Ten games. Nine and a third innings. One earned run. His usage wasn’t glamorous, but it was essential. Ryan Pressly was the closer. Bryan Abreu was the fire. Hector Neris brought tempo and rhythm. But Montero was the guy Dusty Baker called when the heart of the order was coming up in the seventh or eighth, and the lead didn’t feel safe yet.
In the ALDS, he was steady. Three games, 2.1 scoreless innings. He held a one-run lead in Game 2 with runners on, finishing the inning with a groundout from Cal Raleigh. The Mariners were pressing. Montero didn’t blink.
In the ALCS, he took on the middle of the Yankees’ lineup and didn’t allow a run across three appearances. In Game 1, he faced Anthony Rizzo, who had already gone deep earlier. The tying run was in play. Montero spotted up and got weak contact. In Game 3, he entered with two runners on in the eighth and Josh Donaldson at the plate. Montero worked fast. Splitter for a swing. Fastball up. Splitter down. Ground ball. Inning over. He wasn’t overpowering, but the sequencing was clinical.
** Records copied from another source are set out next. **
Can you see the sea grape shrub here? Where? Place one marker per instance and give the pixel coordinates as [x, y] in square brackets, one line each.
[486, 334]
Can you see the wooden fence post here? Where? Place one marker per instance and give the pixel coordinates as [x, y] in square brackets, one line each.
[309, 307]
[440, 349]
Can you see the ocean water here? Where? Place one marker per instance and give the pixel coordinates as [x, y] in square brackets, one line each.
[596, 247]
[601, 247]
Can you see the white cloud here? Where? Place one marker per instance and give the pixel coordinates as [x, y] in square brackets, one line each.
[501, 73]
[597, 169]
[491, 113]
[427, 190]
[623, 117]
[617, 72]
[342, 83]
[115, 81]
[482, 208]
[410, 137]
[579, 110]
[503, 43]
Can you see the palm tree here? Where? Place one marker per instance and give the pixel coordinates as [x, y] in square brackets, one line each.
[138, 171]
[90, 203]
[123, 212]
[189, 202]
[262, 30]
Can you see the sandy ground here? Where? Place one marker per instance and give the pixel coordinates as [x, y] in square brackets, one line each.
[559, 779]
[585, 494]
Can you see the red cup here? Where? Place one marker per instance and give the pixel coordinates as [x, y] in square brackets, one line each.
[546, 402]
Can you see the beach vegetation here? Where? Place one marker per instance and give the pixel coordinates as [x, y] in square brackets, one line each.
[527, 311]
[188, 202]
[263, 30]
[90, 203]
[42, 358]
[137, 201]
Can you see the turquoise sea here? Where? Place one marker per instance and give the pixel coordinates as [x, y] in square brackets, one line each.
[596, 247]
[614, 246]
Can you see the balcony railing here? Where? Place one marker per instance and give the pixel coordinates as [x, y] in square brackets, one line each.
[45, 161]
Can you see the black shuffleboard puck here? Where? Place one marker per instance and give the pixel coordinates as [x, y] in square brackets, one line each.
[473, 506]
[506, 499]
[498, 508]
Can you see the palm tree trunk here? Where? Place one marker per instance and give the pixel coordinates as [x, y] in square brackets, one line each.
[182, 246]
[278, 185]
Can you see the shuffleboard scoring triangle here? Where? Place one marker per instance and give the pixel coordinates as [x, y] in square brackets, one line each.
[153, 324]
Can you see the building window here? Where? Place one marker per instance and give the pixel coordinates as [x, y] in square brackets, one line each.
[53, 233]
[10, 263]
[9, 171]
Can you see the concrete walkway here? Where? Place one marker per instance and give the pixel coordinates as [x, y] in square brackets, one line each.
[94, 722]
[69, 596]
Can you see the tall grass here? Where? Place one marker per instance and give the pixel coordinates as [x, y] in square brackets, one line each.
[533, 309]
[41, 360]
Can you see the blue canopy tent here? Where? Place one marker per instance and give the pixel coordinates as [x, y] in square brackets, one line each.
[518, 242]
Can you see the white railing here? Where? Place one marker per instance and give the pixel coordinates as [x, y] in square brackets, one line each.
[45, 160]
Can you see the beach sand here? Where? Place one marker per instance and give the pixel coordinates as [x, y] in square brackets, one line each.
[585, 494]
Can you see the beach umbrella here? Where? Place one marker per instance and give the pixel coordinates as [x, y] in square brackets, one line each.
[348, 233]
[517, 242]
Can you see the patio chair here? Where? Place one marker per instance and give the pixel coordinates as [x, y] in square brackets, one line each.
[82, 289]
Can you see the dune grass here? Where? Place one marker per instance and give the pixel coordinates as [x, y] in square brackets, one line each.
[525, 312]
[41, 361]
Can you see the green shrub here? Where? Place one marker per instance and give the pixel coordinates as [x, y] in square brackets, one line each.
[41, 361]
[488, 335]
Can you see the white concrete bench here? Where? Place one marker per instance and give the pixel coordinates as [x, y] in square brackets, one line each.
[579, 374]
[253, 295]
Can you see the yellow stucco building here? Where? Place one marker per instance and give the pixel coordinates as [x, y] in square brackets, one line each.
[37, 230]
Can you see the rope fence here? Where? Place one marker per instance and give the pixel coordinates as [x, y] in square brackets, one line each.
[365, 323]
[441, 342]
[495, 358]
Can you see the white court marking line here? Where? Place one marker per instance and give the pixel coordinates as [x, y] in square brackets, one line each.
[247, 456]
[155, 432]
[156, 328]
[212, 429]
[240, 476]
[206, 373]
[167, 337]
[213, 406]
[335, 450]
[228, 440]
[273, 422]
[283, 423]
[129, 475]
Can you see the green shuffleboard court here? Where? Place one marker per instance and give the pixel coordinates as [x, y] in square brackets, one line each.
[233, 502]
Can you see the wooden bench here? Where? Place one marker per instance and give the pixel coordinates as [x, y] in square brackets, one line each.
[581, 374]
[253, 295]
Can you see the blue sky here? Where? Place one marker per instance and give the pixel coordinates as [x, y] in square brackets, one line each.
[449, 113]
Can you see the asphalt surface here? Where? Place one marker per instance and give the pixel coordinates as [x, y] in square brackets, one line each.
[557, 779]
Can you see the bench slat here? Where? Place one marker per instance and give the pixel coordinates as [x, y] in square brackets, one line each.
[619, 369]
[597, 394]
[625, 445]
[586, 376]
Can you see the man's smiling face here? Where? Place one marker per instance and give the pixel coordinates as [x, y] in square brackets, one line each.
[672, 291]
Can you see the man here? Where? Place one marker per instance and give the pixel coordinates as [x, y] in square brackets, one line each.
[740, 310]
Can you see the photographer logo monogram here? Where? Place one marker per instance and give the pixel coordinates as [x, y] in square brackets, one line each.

By the World Series, the usage said everything. He was in four of the six games. The only run he gave up came in Game 1. After that, he locked in. In Game 4, he pitched the eighth inning of a combined no hitter. Cristian Javier started it. Abreu mowed down the seventh. Montero took the eighth and got through Alec Bohm, Bryson Stott, and Jean Segura on just twelve pitches. Ten were strikes. No walks. No stress. He threw three splitters that inning. two taken, one swung through. Everything else set up off the fastball.
Then came Game 5. Leadoff single. Walk. The go-ahead run came to the plate. For a second, it looked like he might unravel. But he didn’t. He got Kyle Schwarber to fly out on the first pitch and minimized the inning to one run. He gave the Astros enough. That’s what he did all postseason.
The pitch that made it work was the splitter. It sat 87 to 89 but didn’t need to dance. It just needed to fade late, which it did. It mirrored the four-seam fastball, which was 95 to 96 and carried well at the top of the zone. Montero tunneled both pitches out of the same slot. Lefties couldn’t square it up. Righties couldn’t sit dead red. It wasn’t flashy, but it disrupted timing. That’s all it had to do.
What came after doesn’t change what he was. The contract turned into an easy target, hree years, 34.5 million, and a fast decline. The results never came back. The command wavered. The fastball lost life. But it shouldn’t erase the version of Montero that showed up in October.
For one month, he was part of a bullpen that posted a 0.83 ERA across 54 postseason innings. Every arm knew its role, and Montero’s was to hold the game still before the final outs came. He didn’t dominate. He didn’t chase punchouts. He just made sure the Astros didn’t give anything back.
That’s what wins in October.
Montero didn’t pitch for attention. He pitched to get off the mound. And that might be the best thing you can say about a reliever in the postseason.
The Astros don’t throw a no hitter without him. They don’t hold those leads. They don’t win the World Series at all.
And if you watched closely, you remember.